The avian tectorotundal system has been suggested as a homologue of the mammalian colliculopulvinar system. In the tectorotundal system, neurons of the stratum griseum centrale (SGC) of the optic tectum send their axons bilaterally to the nucleus rotundus (Rt). In transit to the Rt, the axons of the SGC neurons collateralize in the nuclei posteroventralis thalami (PV), subpretectalis (SP), and interstitiopretectosubpretectalis (IPS) of the tectothalamic tract (TT). The current study used birthdating and pathway-tracing methods to investigate the neurogenesis and time course of neuronal connections of the tectorotundal pathway in chicks during embryogenesis. By using tritiated thymidine autoradiography, we observed that the SGC neurons of the tectum were generated by embryonic days 3.0-5.5 (E3.0-E5.5), the Rt by E3.5-E5.0, and the nuclei of TT by E3.5-4.5. To trace the tectorotundal pathway, we injected cholera toxin B subunit (CTb) into the tectum, and the CTb-like immunoreactivity was examined. By E4.5-E5.5, some CTb-like immunoreactive (CTb-LI) axons terminated in the ipsilateral SP/IPS. By E6.0-E6.5, CTb-LI axon bundles were seen ipsilaterally in the TT. Increased numbers of labeled axons were seen terminating in the SP/IPS. By E7.0-E7.5, heavily labeled axons in the TT were observed with diffuse terminals in areas ventral to the presumptive Rt and PV. By E7.5-E8.0, the tectal axons innervated the ipsilateral Rt, in which some of the collaterals crossed the midline to the contralateral diencephalon. The crossed tectorotundal projection was seen first by E8.0-E8.5. Also, during this stage, a few CTb-LI collaterals terminated in the contralateral SP/IPS. Between E10 and E13, the pattern of bilateral tectorotundal projections became more regionalized, whereas labeling continued to increase in the SP/IPS. At E16, the labeling pattern of all tectorecipient structures resembled that of the hatchling. The current study revealed the temporal order of development of the tectorotundal pathway during embryogenesis. The SGC cells first innervate ipsilaterally the SP/IPS and then the Rt/PV. The schedule of the crossed tectorotundal connections coincides with the schedule of tectal projections onto the contralateral intrinsic nuclei of the TT. We conclude that E8.0 (+/- E0.5) is a critical stage for the development of the tectofugal pathway. Moreover, the current study provides important insights into the relative ontogeny of the mammalian tectofugal pathway.

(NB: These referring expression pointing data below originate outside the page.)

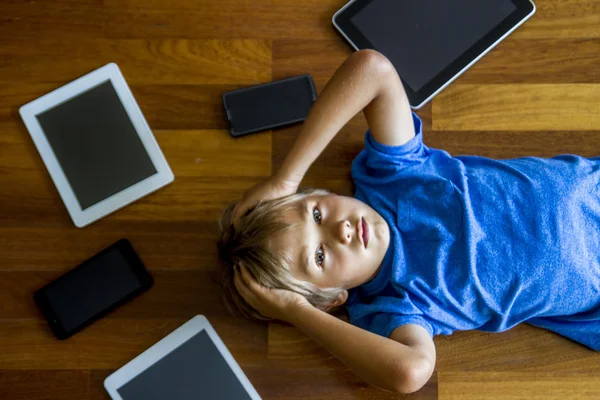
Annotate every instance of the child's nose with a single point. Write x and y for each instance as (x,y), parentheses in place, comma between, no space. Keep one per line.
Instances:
(344,231)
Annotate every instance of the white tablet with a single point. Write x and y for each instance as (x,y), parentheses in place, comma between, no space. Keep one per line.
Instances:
(96,144)
(190,363)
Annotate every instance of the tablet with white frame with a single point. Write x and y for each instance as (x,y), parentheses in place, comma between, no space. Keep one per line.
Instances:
(96,144)
(190,363)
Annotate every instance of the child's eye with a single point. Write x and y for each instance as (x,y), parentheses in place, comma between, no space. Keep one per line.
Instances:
(317,215)
(320,256)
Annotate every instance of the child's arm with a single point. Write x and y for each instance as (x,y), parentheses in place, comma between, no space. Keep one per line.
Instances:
(403,365)
(365,81)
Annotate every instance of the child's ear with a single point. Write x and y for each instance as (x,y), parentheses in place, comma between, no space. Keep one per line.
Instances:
(341,299)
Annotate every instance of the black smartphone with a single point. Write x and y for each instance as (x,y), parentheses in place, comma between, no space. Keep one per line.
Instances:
(93,289)
(269,105)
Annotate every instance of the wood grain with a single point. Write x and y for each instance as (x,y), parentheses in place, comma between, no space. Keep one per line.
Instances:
(535,107)
(536,94)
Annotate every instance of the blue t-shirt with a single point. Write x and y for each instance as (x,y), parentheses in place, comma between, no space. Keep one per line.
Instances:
(481,244)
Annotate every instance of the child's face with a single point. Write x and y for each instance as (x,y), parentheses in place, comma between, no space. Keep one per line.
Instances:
(326,247)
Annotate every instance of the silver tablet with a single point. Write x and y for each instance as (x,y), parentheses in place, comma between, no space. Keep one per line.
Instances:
(430,42)
(96,144)
(191,363)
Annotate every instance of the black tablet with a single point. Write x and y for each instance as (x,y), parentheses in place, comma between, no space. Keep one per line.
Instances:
(430,42)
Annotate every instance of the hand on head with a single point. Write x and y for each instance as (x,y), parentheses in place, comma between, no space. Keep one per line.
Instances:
(271,303)
(269,189)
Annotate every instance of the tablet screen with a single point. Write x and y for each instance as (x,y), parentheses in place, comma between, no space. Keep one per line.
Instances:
(96,144)
(194,370)
(421,38)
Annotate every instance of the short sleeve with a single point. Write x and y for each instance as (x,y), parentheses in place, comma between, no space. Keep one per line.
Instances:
(383,314)
(380,160)
(383,324)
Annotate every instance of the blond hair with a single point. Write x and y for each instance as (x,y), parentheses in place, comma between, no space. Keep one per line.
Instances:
(249,244)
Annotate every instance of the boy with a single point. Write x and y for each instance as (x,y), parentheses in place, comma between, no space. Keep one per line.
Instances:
(431,244)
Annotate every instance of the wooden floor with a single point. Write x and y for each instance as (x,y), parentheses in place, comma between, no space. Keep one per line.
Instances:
(536,94)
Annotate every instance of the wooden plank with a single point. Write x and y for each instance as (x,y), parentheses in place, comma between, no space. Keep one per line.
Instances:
(142,62)
(563,19)
(536,107)
(28,19)
(238,19)
(55,384)
(520,61)
(523,348)
(517,385)
(164,246)
(110,343)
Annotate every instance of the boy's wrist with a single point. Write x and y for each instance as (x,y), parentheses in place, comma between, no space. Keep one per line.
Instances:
(300,313)
(287,178)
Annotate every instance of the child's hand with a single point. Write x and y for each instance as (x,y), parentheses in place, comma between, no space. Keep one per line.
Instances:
(269,189)
(272,303)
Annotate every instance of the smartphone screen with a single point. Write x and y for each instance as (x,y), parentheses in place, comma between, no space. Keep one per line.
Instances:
(92,289)
(269,105)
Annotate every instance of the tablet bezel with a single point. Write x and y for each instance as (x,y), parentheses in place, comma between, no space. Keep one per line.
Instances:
(417,99)
(166,345)
(162,177)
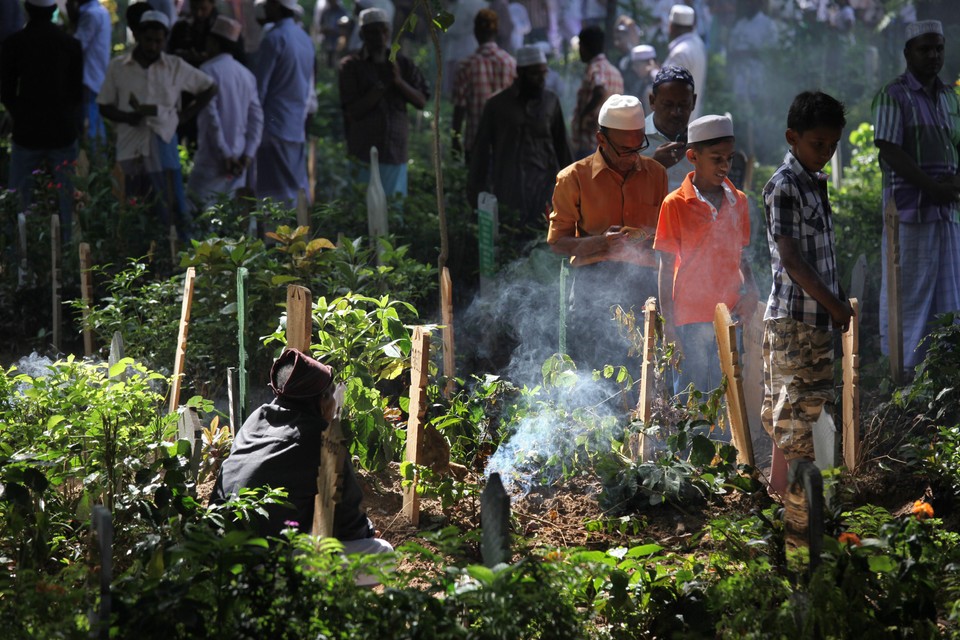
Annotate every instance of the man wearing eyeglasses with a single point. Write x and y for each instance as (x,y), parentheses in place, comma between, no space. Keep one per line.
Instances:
(605,212)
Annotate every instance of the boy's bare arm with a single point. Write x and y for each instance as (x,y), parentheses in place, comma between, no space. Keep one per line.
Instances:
(810,281)
(665,291)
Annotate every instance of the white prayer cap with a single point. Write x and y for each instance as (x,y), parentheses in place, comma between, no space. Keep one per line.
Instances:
(915,29)
(529,55)
(621,112)
(155,17)
(708,128)
(226,28)
(373,16)
(642,52)
(682,15)
(292,5)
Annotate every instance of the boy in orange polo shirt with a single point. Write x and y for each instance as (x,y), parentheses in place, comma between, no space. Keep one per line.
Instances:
(702,230)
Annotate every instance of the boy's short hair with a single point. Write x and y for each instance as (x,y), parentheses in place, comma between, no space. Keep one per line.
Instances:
(703,144)
(812,109)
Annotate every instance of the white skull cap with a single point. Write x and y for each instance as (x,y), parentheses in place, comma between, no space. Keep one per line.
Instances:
(709,128)
(529,55)
(915,29)
(373,16)
(682,15)
(621,112)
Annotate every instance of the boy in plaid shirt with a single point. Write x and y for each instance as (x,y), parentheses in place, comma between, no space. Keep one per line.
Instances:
(806,302)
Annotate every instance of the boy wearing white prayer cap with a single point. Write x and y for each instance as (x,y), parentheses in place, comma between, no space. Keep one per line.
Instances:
(917,131)
(704,226)
(605,210)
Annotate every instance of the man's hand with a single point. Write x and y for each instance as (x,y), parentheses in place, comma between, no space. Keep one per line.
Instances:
(669,153)
(841,315)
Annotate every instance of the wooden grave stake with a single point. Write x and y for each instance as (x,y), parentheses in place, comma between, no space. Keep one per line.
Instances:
(181,353)
(333,454)
(891,220)
(102,526)
(641,449)
(55,258)
(726,330)
(233,400)
(851,389)
(22,271)
(449,360)
(303,210)
(419,363)
(190,429)
(299,318)
(86,294)
(494,522)
(312,168)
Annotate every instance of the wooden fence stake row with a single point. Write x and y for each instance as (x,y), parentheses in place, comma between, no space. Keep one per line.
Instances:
(86,294)
(419,364)
(181,354)
(851,389)
(449,359)
(55,258)
(726,330)
(640,447)
(891,219)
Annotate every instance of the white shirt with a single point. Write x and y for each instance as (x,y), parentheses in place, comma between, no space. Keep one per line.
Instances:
(689,51)
(159,84)
(230,126)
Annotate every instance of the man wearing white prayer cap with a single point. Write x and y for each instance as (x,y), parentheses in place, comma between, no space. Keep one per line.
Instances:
(285,84)
(230,127)
(687,50)
(520,146)
(917,133)
(41,86)
(605,212)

禽顶盖-圆核系统被认为是哺乳动物中脑丘-丘脑枕系统的同源物。在顶盖-圆核系统中,视顶盖中央灰质层(SGC)的神经元将其轴突双侧投射至圆核(Rt)。在投射至Rt的过程中,SGC神经元的轴突在顶盖-丘脑束(TT)的丘脑后腹核(PV)、顶盖前区(SP)和顶盖前间隙-顶盖前区(IPS)发生分支。本研究采用出生时间标记和通路追踪方法,研究鸡胚胎发育过程中顶盖-圆核通路的神经发生及神经元连接的时间进程。通过氚标记胸腺嘧啶核苷放射自显影,我们观察到顶盖的SGC神经元在胚胎第3.0 - 5.5天(E3.0 - E5.5)产生,Rt神经元在E3.5 - E5.0产生,TT的核团在E3.5 - 4.5产生。为追踪顶盖-圆核通路,我们将霍乱毒素B亚基(CTb)注入顶盖,并检测CTb样免疫反应性。到E4.5 - E5.5时,一些CTb样免疫反应性(CTb-LI)轴突终止于同侧的SP/IPS。到E6.0 - E6.5时,在同侧的TT中可见CTb-LI轴突束。终止于SP/IPS的标记轴突数量增加。到E7.0 - E7.5时,在TT中观察到大量标记轴突,其弥散性终末位于推测的Rt和PV腹侧区域。到E7.5 - E8.0时,顶盖轴突支配同侧的Rt,其中一些分支越过中线至对侧间脑。交叉的顶盖-圆核投射最早在E8.0 - E8.5时可见。此外,在此阶段,少数CTb-LI分支终止于对侧的SP/IPS。在E10至E13之间,双侧顶盖-圆核投射模式变得更加区域化,而SP/IPS中的标记持续增加。在E16时,所有顶盖接受区结构的标记模式类似于雏鸡。本研究揭示了胚胎发育过程中顶盖-圆核通路发育的时间顺序。SGC细胞首先同侧支配SP/IPS,然后支配Rt/PV。交叉的顶盖-圆核连接时间表与顶盖投射至TT对侧固有核的时间表一致。我们得出结论,E8.0(±E0.5)是顶盖传出通路发育的关键阶段。此外,本研究为哺乳动物顶盖传出通路的相对个体发生提供了重要见解。